11 janvier 1932 Paris – 1 rue C. Delavigne

Mon cher ami, 

Je crois bien vous avoir dit, il y a quelques mois, en vous remettant le manuscrit des Clavicules de Daumal : « Une partie doit en paraître dans Commerce (ce qui n’a pas eu lieu) et une autre dans l’Anthologie des Philosophes (ce qui vient d’avoir lieu) » ? Je suis très ennuyé moi aussi que nous nous soyons laissés devancer, et vous avez raison de m’accuser de ne pas avoir rappelé ce danger qui nous menaçait. Je vous confesse humblement que l’Anthologie des Philosophes m’était sortie de la mémoire, d’autant que les livres annoncés chez Kra paraissent généralement au moment où l’on a cessé d’y croire. Que faire ? Peut-être pourrez vous trouver un passage encore inédit, et découpable. Daumal, que vous verrez ces jours-ci, pourra nous donner un avis utile à ce sujet.

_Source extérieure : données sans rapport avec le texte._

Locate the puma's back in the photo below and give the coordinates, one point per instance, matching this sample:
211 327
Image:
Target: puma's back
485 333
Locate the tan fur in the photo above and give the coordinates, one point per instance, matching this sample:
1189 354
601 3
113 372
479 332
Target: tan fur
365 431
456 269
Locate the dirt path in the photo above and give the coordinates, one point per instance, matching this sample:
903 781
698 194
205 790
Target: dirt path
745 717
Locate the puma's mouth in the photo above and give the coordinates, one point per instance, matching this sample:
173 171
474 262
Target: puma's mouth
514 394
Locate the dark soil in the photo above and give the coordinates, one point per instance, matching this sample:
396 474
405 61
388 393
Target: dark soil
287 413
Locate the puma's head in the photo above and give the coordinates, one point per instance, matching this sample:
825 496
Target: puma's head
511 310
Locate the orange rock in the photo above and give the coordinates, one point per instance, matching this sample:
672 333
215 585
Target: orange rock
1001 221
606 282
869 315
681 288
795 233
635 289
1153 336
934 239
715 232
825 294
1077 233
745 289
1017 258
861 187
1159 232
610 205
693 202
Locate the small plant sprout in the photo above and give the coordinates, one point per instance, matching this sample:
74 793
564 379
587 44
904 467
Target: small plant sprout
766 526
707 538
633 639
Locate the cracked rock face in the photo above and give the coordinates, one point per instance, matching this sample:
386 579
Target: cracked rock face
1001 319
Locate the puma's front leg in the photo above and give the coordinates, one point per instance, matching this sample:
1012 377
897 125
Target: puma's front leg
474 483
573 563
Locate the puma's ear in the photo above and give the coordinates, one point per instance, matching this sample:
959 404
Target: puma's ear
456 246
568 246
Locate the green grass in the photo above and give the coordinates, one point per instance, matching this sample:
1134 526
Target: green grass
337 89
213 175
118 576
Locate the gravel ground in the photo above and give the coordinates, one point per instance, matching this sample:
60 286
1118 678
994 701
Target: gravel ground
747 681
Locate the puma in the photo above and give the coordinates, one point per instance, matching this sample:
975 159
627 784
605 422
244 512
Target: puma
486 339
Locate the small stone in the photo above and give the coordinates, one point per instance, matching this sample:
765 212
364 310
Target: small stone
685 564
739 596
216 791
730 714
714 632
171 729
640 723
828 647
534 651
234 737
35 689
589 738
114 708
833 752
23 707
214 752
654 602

Il faut en effet parler des 2 Nos de la revue surréaliste qui viennent de paraître. Ils manifestent la conversion totale du groupe surréaliste au matérialisme, si bien que le mot « surréaliste » devient vide de sens, inutile et gênant. En d’autres termes, la doctrine surréaliste me paraît avoir vécu. Je ne vois plus en quoi les « surréalistes » se distinguent de n’importe quel adepte marxiste, ou du moins il me semble qu’ils ont l’ambition de ne plus s’en distinguer. Dans ces conditions, il m’est très difficile de placer en tête de mon article des considérations sur cette évolution, puisque mon article traite de problèmes que les surréalistes se posaient en somme avant d’avoir pris parti aussi nettement. Vous sentez combien mon article deviendrait peu logique, peu construit, si j’agissais de cette manière. D’autant qu’au cours de l’entée en matière, je préviens le lecteur que je sépare la question des « recherches philosophiques et poétiques » de la question « action sociale, adhésion à une doctrine de l’action « encore très vague à ce moment dans le groupe surréaliste. Je crois qu’il y aurait un parti excellent à  prendre, et que je me permets de vous suggérer : prévenir par une note (placée en renvoi) que mon article a été écrit antérieurement à la parution des 2 Nos en question, spécifier que ces 2 Nos marquent officiellement un abandon de certains points de la doctrine surréaliste par ceux qui persistent à se dire surréalistes » au profit de idées de Marx-Engels, et que cet abandon mérite une étude particulière que la N . R. F. se propose de donner dans un des prochains Nos (les termes de cette note seraient à arrêter entre nous, naturellement). Ensuite vous pourriez demander à René Daumal de vous écrire la chronique en question (passage de l’idéalisme au matérialisme, et évolution de la doctrine surréaliste), à la place des Clavicules déflorées par Kra ! Une étude de ce genre ma paraît s’imposer, car personne (et surtout aucun surréaliste) n’a eu le courage de l’entreprendre, du moins à ma connaissance.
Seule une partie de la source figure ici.